René Herbst: Pioneer of the Modern Movement – Delaporte Monograph 2004
First edition of the definitive study on the UAM co-founder and master of French rationalist design
Within the editorial landscape dedicated to twentieth-century design, few publications have filled historiographical gaps with the documentary precision of the monograph Guillemette Delaporte devoted to René Herbst for Flammarion in 2004. This work represents the first organic study of a figure too often relegated to the margins of the Modern Movement narrative, yet central to the evolution of French design between the wars.
Bibliographic Notes
The volume distinguishes itself through first-rate iconographic apparatus: period photographs from the Herbst family's private archives, original technical drawings and photographic documentation of the exhibition installations that marked the designer's career.

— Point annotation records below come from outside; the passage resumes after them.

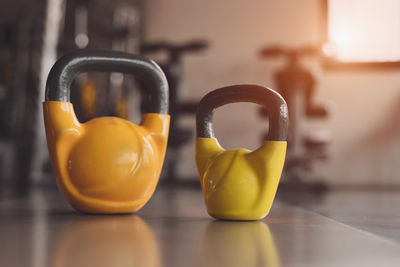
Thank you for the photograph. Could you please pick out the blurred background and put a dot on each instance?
(336, 63)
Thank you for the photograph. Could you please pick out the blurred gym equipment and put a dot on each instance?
(21, 32)
(179, 135)
(297, 85)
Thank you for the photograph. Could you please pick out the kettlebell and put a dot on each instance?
(240, 184)
(108, 164)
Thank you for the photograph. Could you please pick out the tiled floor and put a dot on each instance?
(175, 230)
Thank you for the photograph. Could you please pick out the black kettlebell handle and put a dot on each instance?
(268, 98)
(146, 71)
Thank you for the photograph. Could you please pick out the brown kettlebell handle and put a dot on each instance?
(272, 101)
(146, 71)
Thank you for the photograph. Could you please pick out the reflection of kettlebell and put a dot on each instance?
(239, 244)
(240, 184)
(106, 165)
(106, 241)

The chronological structure adopted by Delaporte allows one to follow Herbst's stylistic evolution from his architectural training at the École des Beaux-Arts through decisive collaborations with Robert Mallet-Stevens and Le Corbusier. Particular attention is devoted to the period 1929-1937, when Herbst, as co-founder of the Union des Artistes Modernes, helped define French rationalist aesthetics in opposition to the decorativism of the Société des Artistes Décorateurs. Sections dedicated to chromed tubular steel furniture – the celebrated folding chairs, demountable tables, modular bookcases – document with philological rigour the functionalist approach that characterised the master's production. Explorations of projects for the ocean liners Normandie and Île-de-France testify to the application of modernist principles to spaces of travelling luxury.
Provenance and Condition
The present copy belongs to the first edition published by Flammarion in 2004, recognisable by its specific ISBN and the quality of offset printing on coated paper. Being a recent publication, the print run was substantial and aimed primarily at academic and specialist markets. The state of preservation proves generally good for circulating volumes: the hardback binding with laminated dust jacket guarantees reasonable resistance to wear, though library copies or frequently consulted examples may show signs of use on the jacket. Flammarion's editorial quality ensures sound binding integrity and colour rendering of illustrations still faithful to the original, a non-negligible element considering the importance of visual apparatus for understanding Herbst's work.
Market Value
The market valuation for this monograph stands in the €50-80 range, reflecting the nature of a recent specialist publication with still reasonable availability on the antiquarian market. Major book commerce platforms – AbeBooks, Maremagnum, Amazon Marketplace and Catawiki – confirm this price bracket for copies in good to fine condition. The contained value derives from several factors: the absence of limited or numbered editions, standard commercial print run and relative bibliographic youth that has not yet permitted the appreciation typical of works out of print for decades. Nevertheless, the monograph maintains consistent interest among modernist design collectors, UAM scholars and bibliophiles specialising in interwar interior architecture. Copies with author's inscription or from notable collections might justify higher valuations, whilst ex-library copies or those with significant jacket damage tend towards the lower end of the range. Demand remains stable but circumscribed to a niche audience, an element limiting the speculative fluctuations typical of other sectors of book collecting.
Why It Matters
Beyond market considerations, this monograph represents an irreplaceable research tool for anyone concerned with twentieth-century French design. René Herbst embodied that synthesis of functionalist rigour and aesthetic sensibility that characterised the finest UAM production, a group that anticipated by decades themes now central to design discourse: modularity, demountability, industrial seriality. Delaporte's work restores historiographical dignity to a master too often overshadowed by more celebrated contemporaries, documenting with archival precision a corpus of works that influenced generations of designers. For the collector of art and design books, acquiring this first edition guarantees access to a primary information source, destined to remain an essential bibliographic reference until – and if – future research produces equally exhaustive studies. The relative economic accessibility makes this monograph an opportunity to enrich specialist libraries without prohibitive financial commitments, confirming how the cultural value of a work does not always coincide with market quotations.